If your microbiome report flags low diversity, reduced richness, or a Shannon index below a vendor “optimal” band, you are looking at a summary statistic, not a diagnosis. Alpha diversity counts how varied the microbial community is within that one stool sample. It says nothing by itself about which species matter, whether you have small-intestinal overgrowth, or what you should eat.
This page explains what the number means in research, why consumer thresholds are difficult to validate, and when a low score is and is not useful context.
Alpha diversity vs beta diversity (quick distinction)
| Term | Question it answers | On a typical report |
|---|---|---|
| Alpha diversity | How diverse is this sample? | Shannon index, Simpson, observed species/ASVs, “richness” |
| Beta diversity | How different is this sample from others? | Often not shown; underlies clustering, enterotype labels, PC plots |
Reports usually surface alpha because it is easy to reduce to one number. Composition (which taxa are present) often carries more actionable information than the diversity score alone.

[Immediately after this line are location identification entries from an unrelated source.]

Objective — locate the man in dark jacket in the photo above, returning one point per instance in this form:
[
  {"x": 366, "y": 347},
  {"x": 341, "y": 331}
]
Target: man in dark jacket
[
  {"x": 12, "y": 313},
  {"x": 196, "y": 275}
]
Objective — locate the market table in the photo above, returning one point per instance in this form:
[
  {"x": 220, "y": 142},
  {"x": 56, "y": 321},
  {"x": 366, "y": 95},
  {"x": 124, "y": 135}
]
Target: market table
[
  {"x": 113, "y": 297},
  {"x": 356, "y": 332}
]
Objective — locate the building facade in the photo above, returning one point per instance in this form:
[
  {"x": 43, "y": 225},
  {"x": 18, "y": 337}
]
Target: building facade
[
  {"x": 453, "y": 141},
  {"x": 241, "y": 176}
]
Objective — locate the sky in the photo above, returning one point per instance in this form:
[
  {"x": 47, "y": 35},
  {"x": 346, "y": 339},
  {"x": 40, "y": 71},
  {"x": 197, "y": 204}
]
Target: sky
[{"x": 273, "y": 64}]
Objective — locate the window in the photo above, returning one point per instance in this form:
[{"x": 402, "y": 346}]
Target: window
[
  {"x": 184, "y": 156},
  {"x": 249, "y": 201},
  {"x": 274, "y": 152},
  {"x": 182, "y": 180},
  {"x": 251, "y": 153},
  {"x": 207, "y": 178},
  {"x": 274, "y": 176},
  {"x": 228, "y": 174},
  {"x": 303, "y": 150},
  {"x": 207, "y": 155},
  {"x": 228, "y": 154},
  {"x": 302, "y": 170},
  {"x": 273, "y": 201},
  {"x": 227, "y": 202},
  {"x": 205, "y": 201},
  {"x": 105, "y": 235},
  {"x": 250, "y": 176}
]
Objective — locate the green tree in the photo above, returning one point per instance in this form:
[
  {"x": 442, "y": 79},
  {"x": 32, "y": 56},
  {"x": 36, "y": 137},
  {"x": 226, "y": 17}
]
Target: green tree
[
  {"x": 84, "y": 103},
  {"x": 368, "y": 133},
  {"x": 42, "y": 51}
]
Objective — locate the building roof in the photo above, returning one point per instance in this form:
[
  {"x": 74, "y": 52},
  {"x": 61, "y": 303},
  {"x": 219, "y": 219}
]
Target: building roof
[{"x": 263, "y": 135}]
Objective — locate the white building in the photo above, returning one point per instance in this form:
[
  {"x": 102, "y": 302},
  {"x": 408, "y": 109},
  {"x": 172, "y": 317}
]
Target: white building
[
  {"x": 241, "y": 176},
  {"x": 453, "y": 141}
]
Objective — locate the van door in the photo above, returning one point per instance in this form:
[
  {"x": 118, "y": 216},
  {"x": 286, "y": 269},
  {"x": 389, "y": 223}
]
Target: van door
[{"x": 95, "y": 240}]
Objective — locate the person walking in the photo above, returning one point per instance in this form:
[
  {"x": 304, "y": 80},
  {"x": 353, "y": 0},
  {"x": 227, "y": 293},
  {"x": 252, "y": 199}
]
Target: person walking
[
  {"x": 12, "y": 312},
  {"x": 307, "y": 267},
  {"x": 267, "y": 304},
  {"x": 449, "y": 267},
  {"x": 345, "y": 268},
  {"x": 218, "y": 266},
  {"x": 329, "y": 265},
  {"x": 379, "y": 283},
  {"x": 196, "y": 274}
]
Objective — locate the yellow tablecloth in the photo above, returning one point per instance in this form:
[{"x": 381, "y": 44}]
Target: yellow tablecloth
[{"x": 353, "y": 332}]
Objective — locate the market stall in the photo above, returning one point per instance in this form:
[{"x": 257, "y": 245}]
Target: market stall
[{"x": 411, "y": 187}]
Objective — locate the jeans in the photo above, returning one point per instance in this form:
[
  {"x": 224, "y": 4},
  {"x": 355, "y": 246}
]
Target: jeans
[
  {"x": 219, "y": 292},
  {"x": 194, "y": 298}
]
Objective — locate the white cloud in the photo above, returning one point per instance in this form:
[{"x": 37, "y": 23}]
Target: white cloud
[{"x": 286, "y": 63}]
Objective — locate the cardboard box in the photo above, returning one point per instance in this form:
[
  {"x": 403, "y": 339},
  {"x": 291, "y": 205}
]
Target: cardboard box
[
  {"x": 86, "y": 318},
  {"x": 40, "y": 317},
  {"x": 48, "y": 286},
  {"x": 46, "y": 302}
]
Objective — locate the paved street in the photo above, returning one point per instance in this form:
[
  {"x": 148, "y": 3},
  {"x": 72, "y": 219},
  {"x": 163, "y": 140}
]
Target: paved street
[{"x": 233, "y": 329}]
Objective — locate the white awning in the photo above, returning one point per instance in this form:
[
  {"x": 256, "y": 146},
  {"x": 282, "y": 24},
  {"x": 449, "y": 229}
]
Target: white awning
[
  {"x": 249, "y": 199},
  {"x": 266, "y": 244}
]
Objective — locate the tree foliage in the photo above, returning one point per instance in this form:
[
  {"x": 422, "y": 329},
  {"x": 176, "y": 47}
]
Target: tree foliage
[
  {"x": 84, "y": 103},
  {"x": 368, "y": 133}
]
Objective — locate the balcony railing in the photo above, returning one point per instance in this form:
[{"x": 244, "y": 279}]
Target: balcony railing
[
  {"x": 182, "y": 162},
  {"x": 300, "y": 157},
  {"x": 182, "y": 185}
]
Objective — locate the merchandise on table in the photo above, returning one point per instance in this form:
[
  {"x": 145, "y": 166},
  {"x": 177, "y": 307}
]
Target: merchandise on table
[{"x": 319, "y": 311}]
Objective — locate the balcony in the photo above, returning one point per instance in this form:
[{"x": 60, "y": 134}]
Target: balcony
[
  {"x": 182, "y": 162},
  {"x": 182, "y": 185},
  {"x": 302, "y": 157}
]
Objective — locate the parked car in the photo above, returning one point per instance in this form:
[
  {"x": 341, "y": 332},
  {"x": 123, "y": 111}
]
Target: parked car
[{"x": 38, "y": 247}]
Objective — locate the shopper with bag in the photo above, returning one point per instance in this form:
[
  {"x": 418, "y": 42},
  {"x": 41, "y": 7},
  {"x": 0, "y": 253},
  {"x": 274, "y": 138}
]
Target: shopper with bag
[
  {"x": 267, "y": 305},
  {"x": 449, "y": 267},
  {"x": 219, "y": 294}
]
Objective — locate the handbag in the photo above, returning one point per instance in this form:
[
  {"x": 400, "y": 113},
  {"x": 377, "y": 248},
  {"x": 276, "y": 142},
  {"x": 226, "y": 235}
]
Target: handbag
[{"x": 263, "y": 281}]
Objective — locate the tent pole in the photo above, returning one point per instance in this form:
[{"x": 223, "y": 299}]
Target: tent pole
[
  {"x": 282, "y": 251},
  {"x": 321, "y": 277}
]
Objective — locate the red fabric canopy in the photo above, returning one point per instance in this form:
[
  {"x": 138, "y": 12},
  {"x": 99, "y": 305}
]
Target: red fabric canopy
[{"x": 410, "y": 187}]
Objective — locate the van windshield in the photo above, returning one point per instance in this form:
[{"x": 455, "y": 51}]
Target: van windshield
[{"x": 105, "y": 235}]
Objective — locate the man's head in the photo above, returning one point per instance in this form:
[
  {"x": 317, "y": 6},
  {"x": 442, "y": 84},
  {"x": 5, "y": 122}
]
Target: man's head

What diversity measures mean
Microbiome studies quantify alpha diversity in several related ways:
| Measure | What it reflects | Typical report label |
|---|---|---|
| Richness | Number of distinct taxa detected (OTUs, ASVs, or species) | “Observed species,” Chao1, “species count” |
| Evenness | How evenly abundance is spread across taxa | Implicit in Shannon/Simpson |
| Shannon index | Richness + evenness (sensitive to rare taxa) | “Shannon diversity,” “H′“ |
| Simpson index | Dominance-sensitive diversity metric | Less common on consumer panels |
Functional redundancy matters ecologically: many different taxa can perform overlapping metabolic roles, so more species does not always mean more distinct functions, and fewer detected species does not always mean worse function (Lozupone et al., 2012).
All of these metrics depend on what was sequenced (16S vs shotgun), sequencing depth (deeper sequencing finds more rare taxa → higher apparent richness), and bioinformatics choices (clustering thresholds, database). A “low” Shannon score on a shallow 16S run is not directly comparable to shotgun metagenomics from another lab.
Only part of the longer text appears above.